Implementing TrueNAS definitely reduces the amount of technical knowledge you will need, but it doesn't eliminate it completely.
However, this does NOT mean that you can design, install, set-up, manage on a day-to-day basis, and deal with any issues without any technical understanding, though you will certainly need less knowledge that you might otherwise do.
HexOS is purported to reduce the level of knowledge you need to setup and manage a TrueNAS installation, however the Addams family share a concern that if things go wrong you will then have even less technical knowledge and experience to draw upon to help fix things.
This is a fairly opinionated list (and contributors should feel free to modify this list according to their own views):
boot-pool
which contains TrueNAS and which you should not write files to yourself. To store your files, apps and virtualised operating systems you will need one or more storage pools you create - each pool is a self-contained storage group./mnt
. Datasets can contain other datasets, zVolumes or normal directories and files. From a Linux perspective, each dataset is separately mounted - so copying or moving data between datasets will involve a physical copy of the files.A pool is made up of one or more virtual-devices or vDevs.
A vDev is formed from one or more physical disks (HDDs, SSDs, NVMe etc.) or disk partitions - and (in almost all circumstances) these should typically all be the same type and size of disk.
The primary type of vDev is the Data vDev - and every pool must have at least one of these.
There are various secondary types of vDev - SLOG, L2ARC, Dedup, Special Allocation - each of which is designed to solve a specific performance issue which occur with specific use cases (more on these later in this wiki). When designing your pools, you should assume that you do not need any of these unless you have a specific use case which will need them - do not just add these to your design because you think that they must be useful, because if you don't have a use case they will at best cost you money to do absolutely nothing or at worse have a negative impact on performance rather than a positive one.
You can also have spare drives which are unused, ready to be switched in to replace drives which fail - these are not vDevs but they are configured in a similar way.
Data, Slog, Dedup and Special Allocation vDevs are critical to the operation of the pool, and if you lose complete access to any one of these vDevs, your pool (and all the data in it) are most likely going to be gone forever (which is why you still need backups). The more vDevs you have, the more links in the chain that can experience problems - and thus the greater the need for each of the vDevs to have some redundancy in order to survive individual hardware issues.
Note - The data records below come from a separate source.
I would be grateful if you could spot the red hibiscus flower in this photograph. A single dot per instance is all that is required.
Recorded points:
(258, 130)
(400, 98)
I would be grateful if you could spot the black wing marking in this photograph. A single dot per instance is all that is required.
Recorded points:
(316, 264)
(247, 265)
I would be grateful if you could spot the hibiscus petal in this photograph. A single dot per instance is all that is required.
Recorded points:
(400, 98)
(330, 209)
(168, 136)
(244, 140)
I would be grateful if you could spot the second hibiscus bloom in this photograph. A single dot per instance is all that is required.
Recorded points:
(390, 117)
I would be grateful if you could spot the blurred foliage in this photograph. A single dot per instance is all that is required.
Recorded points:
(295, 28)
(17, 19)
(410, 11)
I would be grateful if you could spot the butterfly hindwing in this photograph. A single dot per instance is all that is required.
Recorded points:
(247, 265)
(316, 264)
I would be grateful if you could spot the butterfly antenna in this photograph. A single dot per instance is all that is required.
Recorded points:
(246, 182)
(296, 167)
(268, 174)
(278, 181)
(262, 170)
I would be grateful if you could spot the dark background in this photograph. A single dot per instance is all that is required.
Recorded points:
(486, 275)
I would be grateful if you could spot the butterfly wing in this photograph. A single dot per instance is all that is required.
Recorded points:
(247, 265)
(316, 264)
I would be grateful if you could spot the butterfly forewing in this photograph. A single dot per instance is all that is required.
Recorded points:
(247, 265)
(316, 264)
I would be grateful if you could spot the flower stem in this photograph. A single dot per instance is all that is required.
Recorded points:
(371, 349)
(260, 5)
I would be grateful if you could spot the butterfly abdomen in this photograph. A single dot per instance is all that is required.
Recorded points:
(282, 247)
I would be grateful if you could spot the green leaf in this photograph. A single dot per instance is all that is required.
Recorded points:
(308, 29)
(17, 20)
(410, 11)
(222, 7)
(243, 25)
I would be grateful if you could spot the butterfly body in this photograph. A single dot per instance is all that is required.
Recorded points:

With the exception of single drive, single vDev pools, unless you really know what you are doing and you are prepared to accept fully the risks associated, you should always plan for redundant vDevs, and you should NOT under any circumstances stripe data across multiple single drive vDevs. (L2ARC Cache vDevs can be single drive as they can be lost without any impact to the data integrity of the pool.)
There are two basic ways to make a vDev redundant: Mirrors and RAIDZ:
Important: Redundancy provides more safety than simply recovering from the entire loss of a drive. In ZFS, each record has a checksum associated with it, and when ZFS detects a corrupted block because the checksum doesn't match, the redundant copies can be used to recover the record or file that is corrupted. This is another reason not to use non-redundant vDevs.
A ZFS scrub reads every block of data in a pool, and checks that the data matches the checksum. If not, ZFS attempts to correct the data using the vDev redundancy.
You should run a scrub every 1-3 months at a minimum.
A Snapshot is a way of freezing the contents of a dataset or zVolume so that you can go back to the contents at a later date. For datasets you can go back and find any individual file that may have been changed; for zVolumes you can only roll-back the entire zVolume.
A Checkpoint is a specialised type of Snapshot that allows for greater recovery if there are integrity problems with the pool. It is not intended to be used as a replacement for regular Snapshots, but can be a useful tool for boot-pool during upgrades or for other pools when you are undertaking a major change.
ZFS Replication is a way of copying a snapshot from a dataset in one pool to a different pool on the same or different server.
The key point about ZFS Replication is that it is incremental and therefore extremely efficient - ZFS knows what snapshot is at the destination dataset, and can match it to the same snapshot at the source and then only send any changes that have happened since.
Normal Asynchronous writes are queued up for (normally) 5 seconds before being written to disk as a Transaction Group (TXG) with full pool integrity (i.e. either all writes succeed or all writes fail).
However whilst this maintains the integrity of the ZFS pool, it does not guarantee the integrity of the internal structure of virtual disks nor does it guarantee that business-critical database transactions have been written to disk.
If you need these integrities to be guaranteed as well, then you need to turn on synchronous writes. For these, in addition to queuing the writes for 5 seconds as above, it immediately writes a second copy of the data to the Zero Intent Log (ZIL) which can be used when TrueNAS starts to catch up on any delayed writes that might otherwise be lost, thus maintaining both virtual disk and database integrity.
Unfortunately using synchronous writes has a very detrimental impact on performance, especially if you are writing the ZIL to HDD, and so you should either place the data itself on SSD (so that the ZIL is there also) or implement a special (mirrored) SLOG vDev to divert the ZIL writes from HDD to SSD. (Note: The Linux fsync
issued at the end of writing a file to flush data to disk also creates a ZIL write even for normal asynchronous writes, however unless you are frequently writing small sequential files the performance impact of this is usually limited.)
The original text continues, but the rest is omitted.